At a business lunch, I noticed that almost everyone left their phones on the table in front of them. Are they waiting for someone more interesting to call? In a pub on St. Patrick’s Day, at least half the people were holding phones, telling others… what? That they are having such a great time? If that’s true, why don’t they put the phone down and say that to the people in front of them? I have no objection to texting a friend so they can meet up with you but when you are intent on documenting all your moments for people who are not there, aren’t you missing out on the experience of actually being present, with the people who are there? Or if you are constantly checking your phone to read other people’s Facebook posts, texts, Tweets or e-mails, are you telling the people you are sitting with that you’d rather be elsewhere? Then last week I saw a woman take her iPhone to communion. Seriously…. someone more important than God is going to call, text, Tweet, Facebook or BBM you in the 30 seconds it takes you to walk up there?
Shake it off people! I know it’s our reptilian brain that is easily distracted. It’s the ego that’s fed whenever others respond to your picture, post or Pinterest…. but we are not Pavlove’s Dog. We do not have to react to every flashing light, every beep, every tweet and text.
As my high school French teacher used to say when the bell rang: “Dogs respond to bells. People respond to other people.” So the next time you’re sitting at a lunch, hanging out in a pub or having a meal with friends or family, embrace the opportunity to get to know something new about the people around you, to deepen your relationships and to challenge your assumptions. You can’t do that in a tweet or Facebook post. In his book, You Should Have Asked, Stewart Knight recounts how asking “Which Canadian do you most admire?” at a family reunion led to a rich conversation about his father’s immigrant roots and political hero and his mother’s literary tastes – two aspects of his parent’s lives he had completely ignored until that day. His book offers an easy approach to creating powerful conversations by asking good questions. Knight writes:
“With powerful conversations, instead of learning where a person lives, you will discover one of their favourite childhood memories. With powerful conversations, instead of knowing what a person does for a living, you will find out what that person does as a passion. You will discover the intricate and fascinating details of what makes that person who they are” (p.38).
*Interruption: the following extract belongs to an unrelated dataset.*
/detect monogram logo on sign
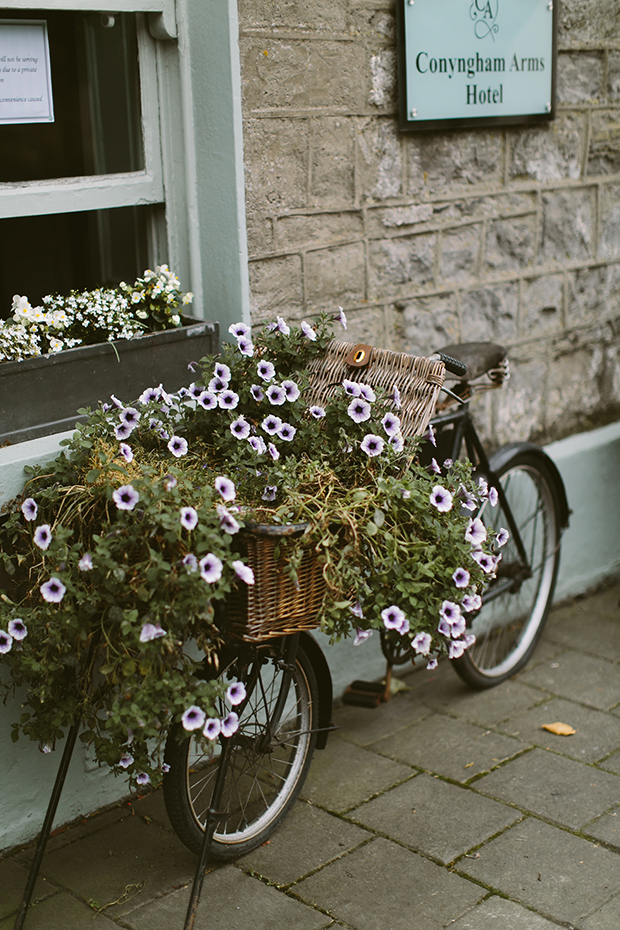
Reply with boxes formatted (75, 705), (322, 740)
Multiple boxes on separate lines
(469, 0), (500, 41)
Not only will you benefit from a more interesting discussion and a deeper relationship but, according Robert Cialdini author of Influence: Science and Practice, when you identify something you have in common with another person, that similarity leads to liking, reciprocity, stronger networks and a greater ability to accomplish your personal or professional objectives. Within an organization, research from Ken Blanchard found that connectedness to the leader – the extent to which leaders make an effort to build rapport and personal and professional relationships – leads to greater discretionary effort and higher intent to remain with your organization. Connectedness to colleagues – the extent to which colleagues make an effort to build rapport and personal and professional relationships – is also positively correlated with discretionary effort and organizational citizenship behaviours. So people who feel connected to their co-workers are more apt to go the extra mile at work. Bottom line: there are compelling personal and professional reasons to be fascinated by others, to honour their uniqueness and to ditch the small talk:
- Ask open ended questions like:
• What do you like most about what you do?
• What led you to this type of work/hobby/pursuit?
• What would you change about your industry/community/legislation/etc?
• What did you want to be when you were a child?
To borrow a few from Knight (and he has a ton of great ones):
• Out of all the jobs in the country, which one do you think would have the most devastating impact on society if those people didn’t show up for work? And what would be the worst day of the year for them to not show up? Why?
• Ask people why they live, work or travel where they do.
- Listen and build your next question on what you have just heard.
- Stop worrying that asking questions makes you look like you don’t know anything – you certainly don’t know everything so get over it.
- Ask how things work, why they are that way, what makes a process so difficult.
- Embrace the opportunity to learn!
Great questions are the ultimate mobile app so use them wherever you go! After reading Knight’s book, my husband started asking our kids a ‘Question of the Night’ at the dinner table and the conversations are fantastic. It gives the kids a chance to practice listening skills and also to respond to a serious question where there’s no right answer. Our favourites include:
- If you could go anywhere on a family vacation where would we go and why?
- If you had a superpower, what would it be?
- When you are a parent, which rules will you enforce in your home?
- If you could only eat one food for the rest of your life, what would it be?
- Who is your favourite character in a book?
To boost our dinner table topic creativity I recently purchased The Box Girls Family Diner Box of Questions. Try these at home, with friends or at the office or leave the cards out on tables during a party and watch the level of conversation rise! Another great resource (that also comes with a mobile App) is the Story Starter Pack. My favourite question here is : “If you could dig a tunnel from your house to anywhere in the neighbourhood/country/world, where would it go?”
You deserve the gift of more fun, meaningful and memorable conversations and the deeper relationships that result from them. Your co-workers, friends and family deserve to feel worthy of your attention. Try it! You can tell everyone about it on social media…. later. And, please tell me…. what’s your favourite “deep question” ? And what happened the last time you asked one?